En un tono enérgico y sin rodeos, el comunicador Juan José Encarnación, conductor del programa Baluarte de la Verdad, ha lanzado una advertencia clara: se ha orquestado una maquinaria mediática dedicada exclusivamente a destruir la imagen del presidente Luis Abinader.

Según Encarnación, hay una serie de personajes algunos disfrazados de analistas políticos, otros escudados en la supuesta objetividad de las redes sociales que se han levantado con un solo objetivo: “comerse vivo” al presidente.

En su reflexión, Encarnación señala que esta campaña no es producto de la casualidad ni del simple ejercicio democrático de la crítica. Lo que estamos viendo, asegura, es una operación estructurada y constante, que apunta no solo al desgaste del presidente, sino al desmantelamiento de la credibilidad del Partido Revolucionario Moderno (PRM) y de sus principales funcionarios.

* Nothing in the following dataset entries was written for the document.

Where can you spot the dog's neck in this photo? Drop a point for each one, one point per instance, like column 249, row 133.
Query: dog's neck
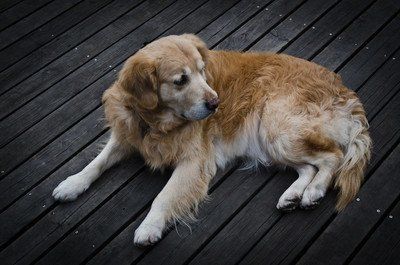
column 158, row 121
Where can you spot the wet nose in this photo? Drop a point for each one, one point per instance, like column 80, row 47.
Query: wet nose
column 212, row 104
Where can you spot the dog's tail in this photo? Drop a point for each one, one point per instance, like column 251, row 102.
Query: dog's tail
column 357, row 154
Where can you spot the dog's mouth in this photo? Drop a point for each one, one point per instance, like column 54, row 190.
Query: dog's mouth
column 198, row 115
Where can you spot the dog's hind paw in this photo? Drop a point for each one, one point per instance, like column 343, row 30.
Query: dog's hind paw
column 70, row 189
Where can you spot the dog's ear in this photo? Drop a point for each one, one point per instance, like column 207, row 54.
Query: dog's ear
column 139, row 78
column 198, row 43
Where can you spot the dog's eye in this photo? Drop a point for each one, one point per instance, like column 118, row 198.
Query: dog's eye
column 182, row 81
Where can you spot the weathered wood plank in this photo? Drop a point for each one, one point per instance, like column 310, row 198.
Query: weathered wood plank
column 256, row 27
column 111, row 250
column 18, row 150
column 24, row 246
column 21, row 180
column 327, row 28
column 17, row 183
column 354, row 223
column 58, row 218
column 33, row 21
column 299, row 228
column 383, row 246
column 97, row 228
column 163, row 17
column 49, row 31
column 296, row 23
column 229, row 235
column 46, row 81
column 65, row 42
column 231, row 20
column 17, row 11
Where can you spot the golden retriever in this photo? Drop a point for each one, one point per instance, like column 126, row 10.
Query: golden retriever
column 181, row 105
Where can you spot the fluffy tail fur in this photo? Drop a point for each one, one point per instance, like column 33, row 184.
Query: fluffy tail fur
column 357, row 154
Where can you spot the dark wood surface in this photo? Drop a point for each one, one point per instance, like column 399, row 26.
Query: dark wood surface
column 56, row 59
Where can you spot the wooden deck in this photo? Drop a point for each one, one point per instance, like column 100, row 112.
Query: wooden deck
column 58, row 56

Mientras los ataques arrecian, muchos de los llamados aliados o funcionarios guardan un silencio que raya en la complicidad. “Bien, gracias”, fue la frase que utilizó el comunicador para describir la pasividad con que algunos miembros del gobierno observan cómo se vapulea públicamente al jefe del Estado.

Lo que Encarnación plantea no puede ser tomado a la ligera. La construcción del descrédito no es nueva en la política dominicana, pero lo que ahora se observa parece ir más allá del debate honesto o la oposición legítima.

Se trata, según sus palabras, de una estrategia que combina desinformación, manipulación emocional y verdades a medias, empaquetadas en narrativas virales para erosionar el capital político del presidente y generar un clima de ingobernabilidad.

En este contexto, cabe preguntarse: ¿Dónde están los defensores del gobierno? ¿Por qué los ministros, viceministros, directores y legisladores no han salido en defensa de la gestión que dicen apoyar? ¿Será que el miedo a enfrentar el fuego cruzado de la opinión pública los ha paralizado, o acaso hay sectores internos que se benefician del debilitamiento del liderazgo presidencial?

Juan José Encarnación, con su estilo directo y frontal, ha puesto el dedo en una llaga que muchos prefieren ignorar: el presidente está siendo atacado, y muchos de los suyos, en vez de responder con firmeza, han optado por la comodidad del silencio. Y eso, en tiempos donde se libra una batalla comunicacional feroz, es tan peligroso como el ataque mismo.